Your health insurance policy will provide medical coverage in the event of an auto accident with injury.

If your firm has Workers’ Compensation and/or you have a health insurance policy, we do not recommend purchasing this coverage. If you do not have health insurance, and plan to spend some personal time in the rental car, you may personally choose to purchase this coverage.

What is it?
Personal Effects Coverage provides coverage for your personal belonging while in the vehicle, a hotel or other building for the duration of the rental.

Your Homeowner’s or Renter’s policy provides some coverage for your personal effects while away from your home. A Homeowner’s/Renter’s policy does not provide coverage for any property owned by your firm.

Your firm’s Property Policy should provide coverage for business personal property away from the premises.
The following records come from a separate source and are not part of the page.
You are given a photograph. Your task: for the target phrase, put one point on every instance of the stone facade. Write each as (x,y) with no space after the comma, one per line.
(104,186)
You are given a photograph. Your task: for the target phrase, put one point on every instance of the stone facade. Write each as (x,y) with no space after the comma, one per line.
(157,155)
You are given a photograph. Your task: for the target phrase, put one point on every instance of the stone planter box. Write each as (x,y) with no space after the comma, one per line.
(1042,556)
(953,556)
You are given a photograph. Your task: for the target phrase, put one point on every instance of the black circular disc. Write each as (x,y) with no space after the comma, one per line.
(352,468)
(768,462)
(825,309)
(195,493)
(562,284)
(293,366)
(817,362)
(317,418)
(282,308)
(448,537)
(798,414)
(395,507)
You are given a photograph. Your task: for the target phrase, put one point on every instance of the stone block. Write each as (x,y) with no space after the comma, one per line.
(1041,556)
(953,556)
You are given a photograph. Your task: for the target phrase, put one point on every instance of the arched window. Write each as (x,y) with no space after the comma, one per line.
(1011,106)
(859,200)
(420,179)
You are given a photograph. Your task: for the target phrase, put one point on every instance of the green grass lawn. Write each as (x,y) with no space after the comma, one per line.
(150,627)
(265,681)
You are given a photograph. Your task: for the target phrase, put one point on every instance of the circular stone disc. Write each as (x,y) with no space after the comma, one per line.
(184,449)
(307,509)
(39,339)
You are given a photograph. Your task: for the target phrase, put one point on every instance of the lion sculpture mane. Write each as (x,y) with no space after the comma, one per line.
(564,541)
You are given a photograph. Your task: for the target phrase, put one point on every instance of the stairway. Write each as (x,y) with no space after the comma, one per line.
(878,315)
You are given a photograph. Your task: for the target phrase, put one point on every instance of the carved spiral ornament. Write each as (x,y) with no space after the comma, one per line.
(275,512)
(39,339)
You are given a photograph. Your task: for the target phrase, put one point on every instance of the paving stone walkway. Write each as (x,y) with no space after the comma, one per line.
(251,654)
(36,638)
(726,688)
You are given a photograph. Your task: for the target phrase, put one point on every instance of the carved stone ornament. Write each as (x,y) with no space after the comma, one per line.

If you are traveling with business property, you and your firm should ensure that the Business Personal Property limit sufficiently covers any property taken on a business trip. Contact your agent or refer to your policy for coverage limits.

We do not recommend purchasing this additional coverage because of the coverage provided by a Homeowner’s/Renter’s policy and your firm’s Commercial Property Policy. If you do not have a homeowner’s/renter’s policy and/or your firm does not have a Business Personal Property policy, you may want to consider purchasing this coverage.


Develop and Publish a Rental Car Policy
Your firm should develop a written Rental Car Policy and distribute it to all employees on an annual basis. This policy should cover the following:

  • Your firm’s preferred rental car company and corporate account number, if applicable.
  • Procedure for purchasing or rejecting the Loss Damage Waiver and other coverages.

International Travel
If you travel and rent vehicles internationally, talk with your insurance agent about the unique risks and coverage options available for international car rentals.